Yatağıma yerleşip kahvemi yudumlamaya başladım. Özel karışım boğazımdan geçerken zevkle gözlerimi yumdum. Aslında özel falan değildi. Herkesin içtiği ama artık tercih edilmeyen eski bir kahveydi. Şu an rövanşta olmaması onu bizim özel karışımımız yapmıştı.

Üçüncü yudumu alıp kapıya baktım. Kerem artık orada dikilmiyordu. Saçlarıyla oynamıyor, ellerini cama koymuyor, bana mesaj atmıyor. Kalbimde büyük bir acı hissettim. Fazla tepki vermiştim sanırım. Üzüntüyle ve onu kaybedeceğimin verdiği korkuyla balkona doğru ilerledim. Kapıyı yavaşça açtım. Kerem yoktu.

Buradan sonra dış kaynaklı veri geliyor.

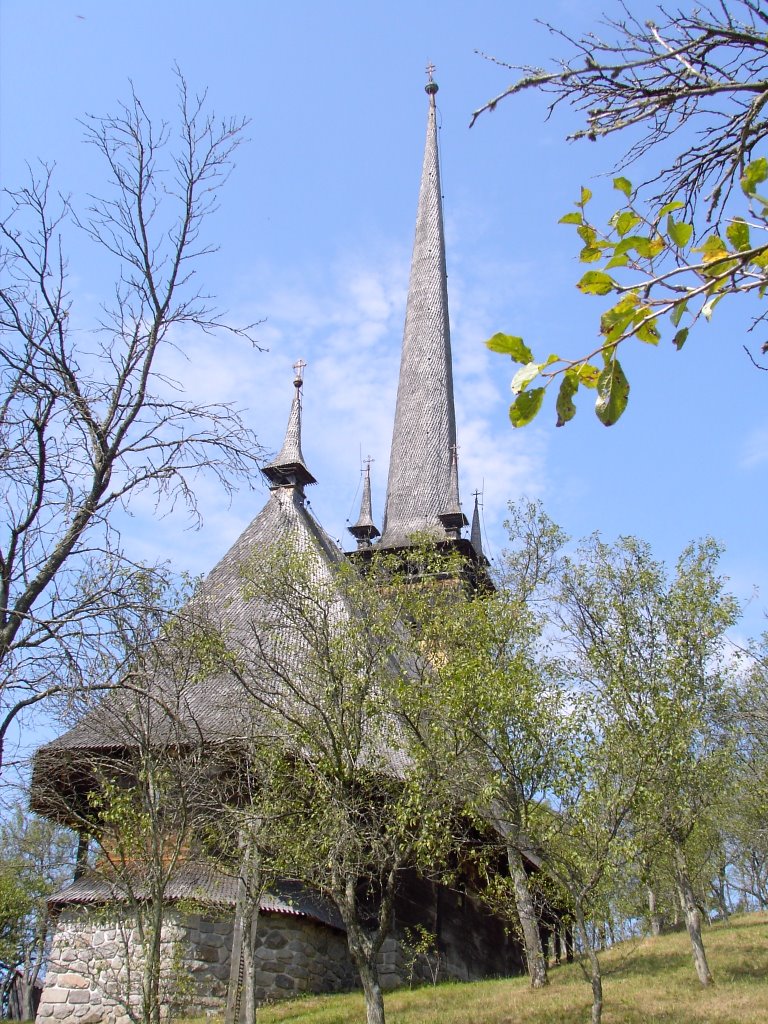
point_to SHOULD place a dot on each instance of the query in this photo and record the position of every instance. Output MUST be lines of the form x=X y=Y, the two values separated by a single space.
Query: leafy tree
x=335 y=683
x=650 y=650
x=747 y=830
x=501 y=708
x=87 y=419
x=698 y=235
x=37 y=857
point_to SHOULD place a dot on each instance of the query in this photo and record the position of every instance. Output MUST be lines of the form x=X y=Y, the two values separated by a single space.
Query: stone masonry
x=94 y=972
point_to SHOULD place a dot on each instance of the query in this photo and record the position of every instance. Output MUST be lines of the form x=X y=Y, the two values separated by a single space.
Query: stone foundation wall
x=94 y=969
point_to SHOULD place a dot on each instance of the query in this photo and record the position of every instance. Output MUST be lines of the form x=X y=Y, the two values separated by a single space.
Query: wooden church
x=301 y=945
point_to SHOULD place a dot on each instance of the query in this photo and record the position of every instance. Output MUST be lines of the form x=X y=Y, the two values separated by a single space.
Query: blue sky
x=315 y=228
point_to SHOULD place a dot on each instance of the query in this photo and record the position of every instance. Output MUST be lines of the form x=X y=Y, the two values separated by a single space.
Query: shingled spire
x=475 y=537
x=365 y=529
x=288 y=469
x=419 y=487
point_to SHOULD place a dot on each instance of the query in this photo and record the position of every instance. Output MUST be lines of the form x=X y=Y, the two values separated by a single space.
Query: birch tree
x=88 y=421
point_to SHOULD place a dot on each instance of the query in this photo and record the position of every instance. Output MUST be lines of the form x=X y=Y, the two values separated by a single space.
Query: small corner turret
x=288 y=468
x=365 y=530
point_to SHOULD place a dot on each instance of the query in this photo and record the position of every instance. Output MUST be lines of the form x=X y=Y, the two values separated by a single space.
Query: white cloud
x=755 y=451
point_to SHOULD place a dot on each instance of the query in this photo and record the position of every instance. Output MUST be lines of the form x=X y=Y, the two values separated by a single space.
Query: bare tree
x=87 y=420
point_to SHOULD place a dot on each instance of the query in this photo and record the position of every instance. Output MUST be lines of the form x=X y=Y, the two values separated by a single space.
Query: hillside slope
x=648 y=982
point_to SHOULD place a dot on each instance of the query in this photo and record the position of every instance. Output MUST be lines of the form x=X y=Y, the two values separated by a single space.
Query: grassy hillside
x=649 y=981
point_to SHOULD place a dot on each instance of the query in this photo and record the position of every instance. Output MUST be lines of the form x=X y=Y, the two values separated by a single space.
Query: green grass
x=644 y=982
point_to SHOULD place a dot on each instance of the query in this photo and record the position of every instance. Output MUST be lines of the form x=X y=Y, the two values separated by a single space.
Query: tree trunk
x=373 y=993
x=692 y=915
x=654 y=916
x=595 y=972
x=526 y=912
x=242 y=1003
x=28 y=1009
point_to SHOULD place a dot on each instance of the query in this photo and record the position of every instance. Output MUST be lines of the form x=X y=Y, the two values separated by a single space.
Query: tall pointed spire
x=365 y=529
x=475 y=537
x=288 y=468
x=419 y=487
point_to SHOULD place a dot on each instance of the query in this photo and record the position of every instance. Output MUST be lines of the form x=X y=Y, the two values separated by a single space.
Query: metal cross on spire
x=298 y=369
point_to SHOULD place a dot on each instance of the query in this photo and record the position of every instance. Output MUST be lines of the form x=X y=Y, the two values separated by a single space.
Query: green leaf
x=524 y=376
x=621 y=260
x=587 y=233
x=612 y=392
x=615 y=321
x=714 y=248
x=525 y=407
x=596 y=283
x=564 y=404
x=648 y=332
x=679 y=340
x=708 y=307
x=590 y=254
x=643 y=246
x=679 y=231
x=626 y=221
x=677 y=313
x=508 y=344
x=755 y=172
x=738 y=235
x=588 y=375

Balkonun demirine ilerleyip soğukluğu elimi acıtana kadar tuttum.

"Güzelim." Kapı yavaşça geri kapanırken kapının arkasına küçülerek oturan Kerem'e baktım. Oturduğu yerden yavaşça kalkıp pantolonundaki tozu silkti. "Gittim sandın değil mi?" Hiçbir şey demeden gözlerine baktım.

"Seni sadece ölünce bırakırım." Kolumdan tutup beni kendine çektiğinde kollarımı beline doladım. Yüzümü boynuyla saçlarının birleştiği yere gömdüğümde hafif kıkırdadı. Gıdıklanması hoşuma gidiyordu.

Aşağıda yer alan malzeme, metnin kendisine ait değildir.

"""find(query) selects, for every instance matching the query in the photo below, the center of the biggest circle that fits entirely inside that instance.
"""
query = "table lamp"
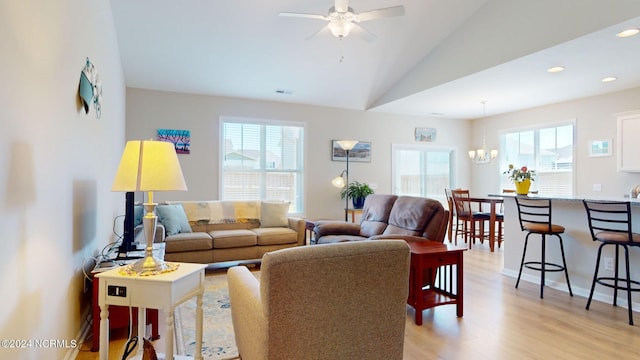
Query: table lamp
(148, 165)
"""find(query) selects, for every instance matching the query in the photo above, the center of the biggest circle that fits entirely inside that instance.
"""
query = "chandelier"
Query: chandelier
(482, 155)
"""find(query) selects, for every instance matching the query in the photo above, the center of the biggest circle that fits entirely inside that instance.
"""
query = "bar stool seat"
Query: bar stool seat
(544, 228)
(535, 218)
(610, 223)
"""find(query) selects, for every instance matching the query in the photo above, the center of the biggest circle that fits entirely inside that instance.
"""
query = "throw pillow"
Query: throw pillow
(173, 218)
(274, 214)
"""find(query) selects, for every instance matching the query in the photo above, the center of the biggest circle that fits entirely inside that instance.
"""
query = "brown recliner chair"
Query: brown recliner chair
(389, 216)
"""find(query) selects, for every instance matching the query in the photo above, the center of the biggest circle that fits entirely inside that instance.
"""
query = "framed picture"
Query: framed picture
(361, 152)
(181, 139)
(600, 148)
(425, 134)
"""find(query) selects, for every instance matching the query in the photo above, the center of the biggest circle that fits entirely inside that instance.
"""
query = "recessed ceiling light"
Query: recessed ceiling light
(628, 32)
(555, 69)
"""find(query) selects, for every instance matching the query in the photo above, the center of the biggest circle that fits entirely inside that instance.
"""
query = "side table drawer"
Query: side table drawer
(437, 260)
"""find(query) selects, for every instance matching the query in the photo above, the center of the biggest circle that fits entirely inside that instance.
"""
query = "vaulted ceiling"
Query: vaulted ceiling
(442, 58)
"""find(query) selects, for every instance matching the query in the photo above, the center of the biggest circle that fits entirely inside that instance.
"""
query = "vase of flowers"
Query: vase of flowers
(522, 178)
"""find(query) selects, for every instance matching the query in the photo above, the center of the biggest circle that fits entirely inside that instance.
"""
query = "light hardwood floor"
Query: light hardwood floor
(501, 322)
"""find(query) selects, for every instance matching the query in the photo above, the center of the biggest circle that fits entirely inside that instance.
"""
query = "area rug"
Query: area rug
(218, 341)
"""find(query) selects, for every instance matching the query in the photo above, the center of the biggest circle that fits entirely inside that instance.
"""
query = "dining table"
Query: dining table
(493, 202)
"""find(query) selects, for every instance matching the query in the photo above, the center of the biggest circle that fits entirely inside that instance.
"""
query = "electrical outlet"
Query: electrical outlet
(608, 263)
(120, 291)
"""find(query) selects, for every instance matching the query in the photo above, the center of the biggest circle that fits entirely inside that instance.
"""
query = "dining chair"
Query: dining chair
(534, 215)
(472, 219)
(610, 223)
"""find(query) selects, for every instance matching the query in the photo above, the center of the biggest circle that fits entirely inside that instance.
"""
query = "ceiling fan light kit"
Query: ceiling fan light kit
(342, 19)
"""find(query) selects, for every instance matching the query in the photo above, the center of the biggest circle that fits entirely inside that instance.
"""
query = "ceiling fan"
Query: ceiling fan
(342, 19)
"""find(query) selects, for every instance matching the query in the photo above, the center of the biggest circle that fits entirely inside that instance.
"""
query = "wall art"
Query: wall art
(361, 152)
(600, 148)
(181, 139)
(425, 134)
(90, 88)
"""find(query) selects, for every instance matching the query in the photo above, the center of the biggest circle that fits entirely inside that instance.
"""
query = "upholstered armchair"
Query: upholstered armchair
(334, 301)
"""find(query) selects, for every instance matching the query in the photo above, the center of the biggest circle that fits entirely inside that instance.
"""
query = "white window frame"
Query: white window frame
(453, 158)
(298, 202)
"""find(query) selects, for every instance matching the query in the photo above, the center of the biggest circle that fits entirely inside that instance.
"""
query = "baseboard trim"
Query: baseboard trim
(72, 354)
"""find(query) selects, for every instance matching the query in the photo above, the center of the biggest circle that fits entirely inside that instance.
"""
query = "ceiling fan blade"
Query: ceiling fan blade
(324, 29)
(380, 13)
(365, 34)
(302, 15)
(342, 5)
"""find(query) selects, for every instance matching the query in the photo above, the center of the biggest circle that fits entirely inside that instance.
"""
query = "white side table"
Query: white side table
(164, 291)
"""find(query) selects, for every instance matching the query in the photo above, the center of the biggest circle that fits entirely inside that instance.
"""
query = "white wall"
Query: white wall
(149, 110)
(595, 120)
(56, 208)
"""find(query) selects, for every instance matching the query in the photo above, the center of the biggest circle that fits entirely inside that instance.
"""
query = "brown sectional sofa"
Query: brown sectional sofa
(388, 216)
(218, 231)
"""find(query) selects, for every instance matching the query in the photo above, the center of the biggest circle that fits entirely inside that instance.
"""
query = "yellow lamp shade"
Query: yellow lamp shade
(148, 165)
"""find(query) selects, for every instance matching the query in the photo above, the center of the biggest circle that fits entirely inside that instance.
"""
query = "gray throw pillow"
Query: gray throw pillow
(173, 218)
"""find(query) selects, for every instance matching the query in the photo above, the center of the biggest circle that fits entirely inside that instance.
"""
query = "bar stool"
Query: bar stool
(610, 223)
(535, 218)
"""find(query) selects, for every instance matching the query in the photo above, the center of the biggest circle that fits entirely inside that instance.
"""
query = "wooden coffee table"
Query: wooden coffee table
(435, 277)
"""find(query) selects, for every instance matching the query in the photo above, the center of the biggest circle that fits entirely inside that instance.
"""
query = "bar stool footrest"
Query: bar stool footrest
(537, 265)
(610, 283)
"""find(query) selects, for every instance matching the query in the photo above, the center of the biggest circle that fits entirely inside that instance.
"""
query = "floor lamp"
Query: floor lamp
(347, 146)
(148, 165)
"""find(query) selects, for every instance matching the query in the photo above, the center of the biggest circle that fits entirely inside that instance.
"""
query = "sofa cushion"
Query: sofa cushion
(174, 219)
(330, 239)
(274, 214)
(224, 239)
(375, 214)
(410, 215)
(195, 241)
(276, 236)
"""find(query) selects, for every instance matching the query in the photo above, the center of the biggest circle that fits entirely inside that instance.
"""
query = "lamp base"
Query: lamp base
(149, 265)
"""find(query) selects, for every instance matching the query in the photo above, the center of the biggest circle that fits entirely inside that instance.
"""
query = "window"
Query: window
(422, 171)
(262, 160)
(547, 150)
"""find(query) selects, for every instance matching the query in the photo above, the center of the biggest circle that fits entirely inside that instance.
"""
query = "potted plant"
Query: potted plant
(357, 192)
(522, 178)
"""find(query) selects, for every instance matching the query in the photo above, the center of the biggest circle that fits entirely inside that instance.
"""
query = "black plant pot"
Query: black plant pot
(358, 203)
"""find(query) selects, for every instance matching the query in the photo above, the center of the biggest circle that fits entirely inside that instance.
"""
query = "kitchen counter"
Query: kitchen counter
(580, 249)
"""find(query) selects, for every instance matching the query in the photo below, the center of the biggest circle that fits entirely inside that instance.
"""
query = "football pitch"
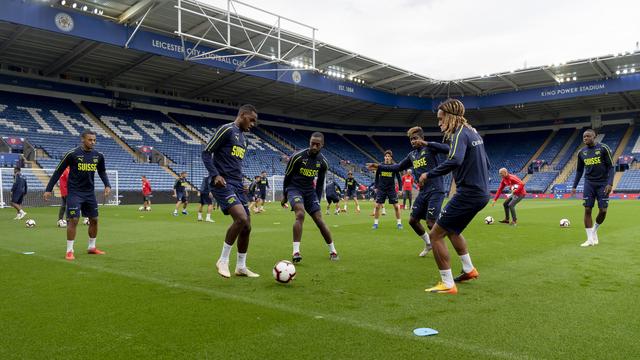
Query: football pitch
(156, 293)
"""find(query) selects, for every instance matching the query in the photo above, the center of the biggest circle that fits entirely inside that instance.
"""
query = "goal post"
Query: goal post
(37, 180)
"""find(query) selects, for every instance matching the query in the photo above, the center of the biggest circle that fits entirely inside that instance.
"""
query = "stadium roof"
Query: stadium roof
(54, 54)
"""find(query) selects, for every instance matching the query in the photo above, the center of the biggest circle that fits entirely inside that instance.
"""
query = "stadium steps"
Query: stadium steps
(540, 150)
(185, 128)
(359, 148)
(616, 179)
(41, 175)
(104, 126)
(564, 149)
(376, 144)
(623, 143)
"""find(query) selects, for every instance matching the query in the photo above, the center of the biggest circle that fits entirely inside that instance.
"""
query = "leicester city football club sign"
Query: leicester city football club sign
(64, 22)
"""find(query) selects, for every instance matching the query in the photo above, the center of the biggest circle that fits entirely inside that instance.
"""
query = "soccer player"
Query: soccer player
(350, 188)
(299, 190)
(334, 193)
(468, 161)
(18, 191)
(205, 198)
(64, 179)
(517, 194)
(181, 194)
(407, 188)
(386, 190)
(222, 156)
(263, 184)
(594, 160)
(83, 162)
(146, 194)
(422, 158)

"Ceyla." Kıkırdaması birden kesildi, sesi ciddi bir hal aldı.

"Anın büyüsünü bozma." Ellerimi sırtına çıkardım.

"Ceyla bir sorunumuz var." Kafamı omzundan kaldırıp meraklı gözlerle yüzüne baktım. "Ne oldu?"

"Kapı kapandı." Kapanan balkon kapısına baktım. Hırsızlık olaylarından dolayı babam dışarıdan açmayı anahtar kullanarak yapmayı sağlamıştı. "Kerem."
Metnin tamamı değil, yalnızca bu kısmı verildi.